[opensuse] Strange SATA problems with openSUSE
I've posted a couple times about this with no replies yet.... Earlier today, the entire computer came crashing to a halt... so it forced me to spend more time looking into the problem. The motherboard I have (ASUS M2N-e SLI) has 4 SATA2 ports. SATA 1, 2, 3 and 4. I also have a SATA1 RAID controller with 2 SATA ports. I have drives connected on IDE0 and IDE1 and they are working fine. Scenario 1: If I leave the RAID card out, and just connect drives to SATA 1 and SATA 2.... the computer boots fine. BIOS finds the SATA drives, and Linux is happy. Scenario 2: If I add drives to SATA 3 and 4 in Scenario 1, the BIOS sees all four drive2, but when I boot Linux, it errors out. I can boot the OS, but the error logs fill up with errors, and I have serious performance issues.. until it just dies altogether. The boot errors look like this: ----------------- <6>ata3: SATA link up 3.0 Gbps (SStatus 123 SControl 300) <4>ata3.00: qc timeout (cmd 0x27) <4>ata3.00: failed to read native max address (err_mask=0x4) <4>ata3: failed to recover some devices, retrying in 5 secs <6>ata3: SATA link up 3.0 Gbps (SStatus 123 SControl 300) <4>ata3.00: qc timeout (cmd 0x27) <4>ata3.00: failed to read native max address (err_mask=0x4) <3>ata3.00: revalidation failed (errno=-5) <4>ata3: limiting SATA link speed to 1.5 Gbps <4>ata3.00: limiting speed to UDMA7:PIO5 <4>ata3: failed to recover some devices, retrying in 5 secs ------------------ and continue on for quite some time. Scenario 3: If I add the RAID card in to Scenario 1, but do not connect any drives to the RAID, all boots and works OK. Scenario 4: If I connect 2 SATA drives to the RAID card, and have two drives from Scenario 1 also connected, all works and boots OK. Scenario 5: If I connect a SATA drive to SATA 3 or 4 in Scenario 4, I get the same results as with Scenario 2... a long list of SATA errors on the boot. Has anyone encountered this before? Could it be a hardware issue.. a failing SATA controller on the motherboard, or is it some obscure Linux thing? C. -- To unsubscribe, e-mail: opensuse+unsubscribe@opensuse.org For additional commands, e-mail: opensuse+help@opensuse.org
On 2008/01/25 15:43 (GMT+0100) Clayton apparently typed:
I've posted a couple times about this with no replies yet....
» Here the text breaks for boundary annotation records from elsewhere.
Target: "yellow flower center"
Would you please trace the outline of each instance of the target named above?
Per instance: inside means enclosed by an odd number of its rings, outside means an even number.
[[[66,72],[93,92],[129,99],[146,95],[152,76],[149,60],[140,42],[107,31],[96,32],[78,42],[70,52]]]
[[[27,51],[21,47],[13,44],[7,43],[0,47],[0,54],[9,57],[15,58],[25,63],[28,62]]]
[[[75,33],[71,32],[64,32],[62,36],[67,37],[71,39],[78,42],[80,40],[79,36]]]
I think this is a question that needs to be asked on a different mailing list: linux-ide@vger.kernel.org http://vger.kernel.org/vger-lists.html -- "In the beginning was the Word, and the Word was with God, and the Word was God." John 1:1 NIV Team OS/2 ** Reg. Linux User #211409 Felix Miata *** http://mrmazda.no-ip.com/ -- To unsubscribe, e-mail: opensuse+unsubscribe@opensuse.org For additional commands, e-mail: opensuse+help@opensuse.org
<snipped all> I did not follow all the scenarios, but SATA is very, very picky about power supply issues. And has been the cause of about 50% of the reported issues on linux-ide. If all is good with a couple disks, and then starts failing with more, I would expect the PS to be the problem. There is good news: The Sata cable does not have a ground line, so you can power the drives from a different source than the rest of the computer without fear of ground loops. (A big issue normally.) Quoting from the linux-ide list: * If you have an extra power supply lying around, connecting some of SATA devices to a separate PSU (don't do it for PATA) and seeing whether the problem continues and on which devices is a great way to rule out power problem. You can power up a PSU without connecting it to a system by... http://modtown.co.uk/mt/article2.php?id=psumod HTH Greg -- Greg Freemyer Litigation Triage Solutions Specialist http://www.linkedin.com/in/gregfreemyer First 99 Days Litigation White Paper - http://www.norcrossgroup.com/forms/whitepapers/99%20Days%20whitepaper.pdf The Norcross Group The Intersection of Evidence & Technology http://www.norcrossgroup.com -- To unsubscribe, e-mail: opensuse+unsubscribe@opensuse.org For additional commands, e-mail: opensuse+help@opensuse.org
If all is good with a couple disks, and then starts failing with more, I would expect the PS to be the problem.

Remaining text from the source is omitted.